AI’s Next Gift to Evil: Forced Confession Propaganda in China

AI’s Next Gift to Evil: Forced Confession Propaganda in China
(Torture reenactment - Minghui.org); Inset: (Drew Angerer/Getty Images)
Richard W. Stevens
3/20/2024
Updated:
3/26/2024
0:00
Commentary
Terror extortion, powered by artificial intelligence (AI) “deepfake” technology, can target millions of individuals worldwide simultaneously every day. My previous article, “Human Impersonation AI Must Be Outlawed,” explains why such crimes of fraud and aggression at the “micro” level warrant outlawing human impersonation AI systems.

The next big thing in totalitarianism will be at the “macro” level: deepfake AI human impersonation show trials and forced confessions.

Made famous by genocidal dictator Joseph Stalin in the USSR, publicized trials of political opponents and accused “enemies of the state” inevitably produce convictions. The convicts are then paraded in front of cameras and crowds to “confess” their “crimes,” beg for forgiveness that is never to be granted, and praise the regime for capturing and correcting them. What follows are long prison terms in forced labor camps or speedy executions.

Booming Business of Forced Confessions

China under the Chinese Communist Party (CCP) has long been forcing accused people to publicly confess to serious crimes and then shaming and humiliating them nationwide in videos.
In “We Have Been Harmonized: Life in China’s Surveillance State” (2020), long-time China resident, journalist, and author Kai Strittmatter reported: “Since the summer of 2013, the state broadcaster CCTV [China Central Television] has been delivering to its viewers a never-ending parade of people who have been arrested or previously ‘disappeared.’ In the course of ‘interviews’ mostly filmed in prison, they play the role of the repentant sinner confessing to their misdeeds—long before they ever get to see a lawyer, let alone the inside of a courtroom.”

Typically, the CCP obtains the confessions through direct torture or threats against families.

Mr. Strittmatter recounted how the CCP’s Central Commission for Discipline Inspection (CCDI) targets dissidents. He said civil rights lawyers “must live with the constant surveillance and intimidation of family members, friends, and landlords.”

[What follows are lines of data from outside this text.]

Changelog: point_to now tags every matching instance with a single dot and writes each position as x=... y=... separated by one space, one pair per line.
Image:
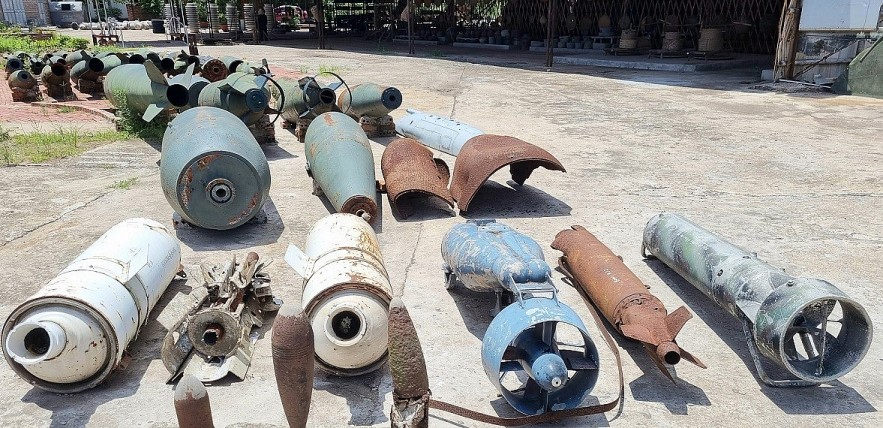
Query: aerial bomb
x=807 y=326
x=622 y=298
x=143 y=88
x=72 y=333
x=370 y=99
x=213 y=172
x=340 y=161
x=244 y=95
x=487 y=256
x=346 y=294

“They are regularly summoned for interrogation, placed under house arrest, put into secret or official prisons,” he said. “Some vanish without a trace for long periods, are tortured, or locked away in psychiatric hospitals.”

In a seminal 2018 monograph, “Scripted and Staged: Behind the Scenes of China’s Forced TV Confessions,” Safeguard Defenders researchers analyzed 45 confessions televised between 2013 and 2018 and found that all were “routinely forced and extracted through threats, torture, and fear.”

The CCP police dictated the confessions, and the regime used the videos “as tools of propaganda for both domestic audiences and as part of China’s foreign policy.”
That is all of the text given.